Tuesday, May 5, 2009

Tropical Island ‘Caretaker’ Chosen to Boost Australian Tourism

Australian tourism officials will appoint a “caretaker” today for a tropical island on the edge of the Great Barrier Reef after more than 34,000 people applied for the position billed as the best job in the world.

The winner will be paid A$150,000 ($110,000) to live on Hamilton Island in the northern state of Queensland for six months. The job will entail exploring white sand beaches and coral reefs and promoting the island to tourists in a weekly blog, or online diary.

The appointment is the culmination of a marketing campaign that aims to defy the global recession and boost the number of tourists to Australia. Tourism Queensland estimates the A$1.7 million campaign generated more than A$100 million worth of publicity and may help reverse a forecast 4.1 percent decline in international visitors to Australia this year.

“We’ve certainly got a good return on our investment,” Bruce Wallace, director of market activation and publicity, said in a telephone interview. “There were only two countries in the world that our Web site didn’t receive hits from, Somalia and North Korea.”

Tourism Queensland unveiled its “Best Job in the World” competition in January, in the midst of the northern hemisphere winter and the gloom of a global recession.

Power of Internet

The power of Internet chat forums and social networking sites took over, with more than 200,000 people logging onto its Web site in the first weekend, straining server capacity.

The tourism board whittled down the entrants to 16 candidates, vetting their 60-second video applications for qualities such as “an adventurous spirit” and “excellent communication skills.”

The finalists include students, television presenters, photographers, a teacher, a receptionist and an actress. They come from France, Canada, Japan, New Zealand, Taiwan, Ireland, Australia, Singapore, China, South Korea, the U.S., Germany, India, the U.K. and the Netherlands.

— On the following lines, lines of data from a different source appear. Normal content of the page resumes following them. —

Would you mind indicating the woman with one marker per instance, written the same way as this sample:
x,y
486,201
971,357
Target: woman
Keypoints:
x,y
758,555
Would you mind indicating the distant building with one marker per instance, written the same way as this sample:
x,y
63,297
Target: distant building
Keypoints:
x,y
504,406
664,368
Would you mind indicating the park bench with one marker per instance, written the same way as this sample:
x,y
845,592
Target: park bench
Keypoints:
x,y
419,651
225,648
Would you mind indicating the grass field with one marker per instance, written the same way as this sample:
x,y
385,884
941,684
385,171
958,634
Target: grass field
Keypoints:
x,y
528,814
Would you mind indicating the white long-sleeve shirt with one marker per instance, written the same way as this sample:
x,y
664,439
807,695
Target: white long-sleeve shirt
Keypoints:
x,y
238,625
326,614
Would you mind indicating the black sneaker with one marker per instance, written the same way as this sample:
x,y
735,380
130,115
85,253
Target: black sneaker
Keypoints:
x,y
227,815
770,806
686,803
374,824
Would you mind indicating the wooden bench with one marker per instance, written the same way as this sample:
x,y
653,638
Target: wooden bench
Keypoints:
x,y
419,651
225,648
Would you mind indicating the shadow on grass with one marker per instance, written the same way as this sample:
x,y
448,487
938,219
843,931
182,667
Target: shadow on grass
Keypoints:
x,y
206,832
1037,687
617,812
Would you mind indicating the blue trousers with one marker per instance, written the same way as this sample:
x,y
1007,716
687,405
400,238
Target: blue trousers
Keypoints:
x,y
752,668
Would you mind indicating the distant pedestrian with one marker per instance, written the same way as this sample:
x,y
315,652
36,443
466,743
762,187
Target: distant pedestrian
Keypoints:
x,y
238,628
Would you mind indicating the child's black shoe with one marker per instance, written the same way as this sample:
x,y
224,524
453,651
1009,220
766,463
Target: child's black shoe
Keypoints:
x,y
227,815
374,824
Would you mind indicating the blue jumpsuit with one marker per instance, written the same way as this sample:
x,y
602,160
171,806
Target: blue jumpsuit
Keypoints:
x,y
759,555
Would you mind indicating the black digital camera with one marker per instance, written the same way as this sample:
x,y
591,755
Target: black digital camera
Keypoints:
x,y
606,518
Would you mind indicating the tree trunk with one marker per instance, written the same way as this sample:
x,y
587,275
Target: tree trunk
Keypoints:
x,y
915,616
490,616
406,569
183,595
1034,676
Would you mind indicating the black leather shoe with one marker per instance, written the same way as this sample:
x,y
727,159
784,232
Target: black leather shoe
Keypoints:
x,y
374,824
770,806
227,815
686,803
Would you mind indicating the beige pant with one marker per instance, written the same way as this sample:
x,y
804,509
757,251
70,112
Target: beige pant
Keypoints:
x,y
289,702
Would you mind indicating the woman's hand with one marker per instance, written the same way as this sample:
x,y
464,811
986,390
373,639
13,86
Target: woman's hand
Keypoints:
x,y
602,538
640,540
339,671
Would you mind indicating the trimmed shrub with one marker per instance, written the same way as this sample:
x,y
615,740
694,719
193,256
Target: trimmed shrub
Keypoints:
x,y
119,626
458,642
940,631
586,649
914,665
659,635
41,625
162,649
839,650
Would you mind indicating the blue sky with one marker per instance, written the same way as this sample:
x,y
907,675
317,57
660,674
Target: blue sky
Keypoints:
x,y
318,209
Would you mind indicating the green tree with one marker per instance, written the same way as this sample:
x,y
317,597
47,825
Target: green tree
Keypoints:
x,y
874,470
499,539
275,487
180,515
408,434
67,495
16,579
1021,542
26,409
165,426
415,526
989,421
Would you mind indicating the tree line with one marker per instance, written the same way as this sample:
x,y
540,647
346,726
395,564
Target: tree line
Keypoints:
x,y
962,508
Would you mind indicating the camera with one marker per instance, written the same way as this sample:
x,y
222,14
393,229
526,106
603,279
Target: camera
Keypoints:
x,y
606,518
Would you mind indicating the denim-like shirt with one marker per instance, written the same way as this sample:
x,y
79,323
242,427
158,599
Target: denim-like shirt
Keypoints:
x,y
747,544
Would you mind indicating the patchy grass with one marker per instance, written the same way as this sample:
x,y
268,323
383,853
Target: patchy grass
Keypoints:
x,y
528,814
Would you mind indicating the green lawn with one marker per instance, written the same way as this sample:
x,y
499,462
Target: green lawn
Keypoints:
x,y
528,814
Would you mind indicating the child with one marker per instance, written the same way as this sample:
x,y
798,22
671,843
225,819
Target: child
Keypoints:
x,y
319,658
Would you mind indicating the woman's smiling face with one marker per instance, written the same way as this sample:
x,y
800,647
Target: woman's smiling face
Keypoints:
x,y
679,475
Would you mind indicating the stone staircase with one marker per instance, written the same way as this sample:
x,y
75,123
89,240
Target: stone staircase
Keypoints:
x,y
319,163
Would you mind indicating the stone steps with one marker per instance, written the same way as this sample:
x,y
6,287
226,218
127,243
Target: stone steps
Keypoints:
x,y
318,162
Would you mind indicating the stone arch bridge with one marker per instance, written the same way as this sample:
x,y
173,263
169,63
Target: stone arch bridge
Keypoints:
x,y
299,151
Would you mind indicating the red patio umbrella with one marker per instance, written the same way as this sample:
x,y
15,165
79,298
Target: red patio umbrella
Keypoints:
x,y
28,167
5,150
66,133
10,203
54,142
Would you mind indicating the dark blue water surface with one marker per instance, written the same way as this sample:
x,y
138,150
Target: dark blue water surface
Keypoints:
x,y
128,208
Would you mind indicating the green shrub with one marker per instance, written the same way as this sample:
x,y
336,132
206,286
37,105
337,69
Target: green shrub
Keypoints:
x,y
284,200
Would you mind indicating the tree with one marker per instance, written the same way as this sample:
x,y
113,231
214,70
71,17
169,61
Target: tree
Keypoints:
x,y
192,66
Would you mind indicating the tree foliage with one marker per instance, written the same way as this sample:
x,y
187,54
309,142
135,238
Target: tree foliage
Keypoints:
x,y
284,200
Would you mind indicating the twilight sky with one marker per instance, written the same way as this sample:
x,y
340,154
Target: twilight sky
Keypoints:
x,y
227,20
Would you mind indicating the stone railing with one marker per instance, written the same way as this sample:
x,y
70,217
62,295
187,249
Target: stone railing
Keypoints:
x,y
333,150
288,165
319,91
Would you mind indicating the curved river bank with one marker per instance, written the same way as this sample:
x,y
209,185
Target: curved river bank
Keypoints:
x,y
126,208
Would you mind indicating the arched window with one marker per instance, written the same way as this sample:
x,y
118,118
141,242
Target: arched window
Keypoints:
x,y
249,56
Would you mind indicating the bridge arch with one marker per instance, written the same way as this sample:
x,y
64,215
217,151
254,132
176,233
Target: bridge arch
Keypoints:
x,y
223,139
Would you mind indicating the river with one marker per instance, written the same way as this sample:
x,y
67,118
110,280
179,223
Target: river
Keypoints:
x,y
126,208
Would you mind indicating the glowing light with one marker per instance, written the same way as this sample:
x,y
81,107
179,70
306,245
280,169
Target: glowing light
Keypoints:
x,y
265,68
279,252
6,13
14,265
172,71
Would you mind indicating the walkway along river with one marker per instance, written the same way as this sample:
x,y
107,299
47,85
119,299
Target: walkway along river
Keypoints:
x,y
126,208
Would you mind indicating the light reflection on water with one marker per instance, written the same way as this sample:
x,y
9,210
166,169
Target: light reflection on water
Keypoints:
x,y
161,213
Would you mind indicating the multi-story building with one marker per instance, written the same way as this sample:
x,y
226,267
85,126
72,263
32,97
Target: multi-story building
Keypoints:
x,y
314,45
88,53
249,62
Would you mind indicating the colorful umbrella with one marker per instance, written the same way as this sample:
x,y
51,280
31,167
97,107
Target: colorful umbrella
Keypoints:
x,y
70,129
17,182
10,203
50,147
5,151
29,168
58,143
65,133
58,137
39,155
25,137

Benefits of the job, that begins July 1, include a three- bedroom house, rent free, and a buggy to explore Hamilton Island, the largest inhabited island in the region with 800 residents. An 18-hole championship golf course, five hotels and activities including sailing, snorkeling and scuba diving draw more than 125,000 visitors a year to the island.

The campaign “demonstrates the power of the Internet that the industry needs to be able to tap into,” said Olivia Wirth, executive director of the Tourism & Transport Forum, a lobby group representing 200 tourism companies in Australia.

“It has been a very smart way for Tourism Queensland to get their message to millions of people at minimum cost” and cut through the “clutter” of television and magazine advertising at a time when there is a downturn in global demand for holidays, she said.

The forecast drop in international visitor numbers to Australia this year would be the worst performance in 20 years, Tourism Australia said in December.

The A$65 billion industry employs more than 800,000 people.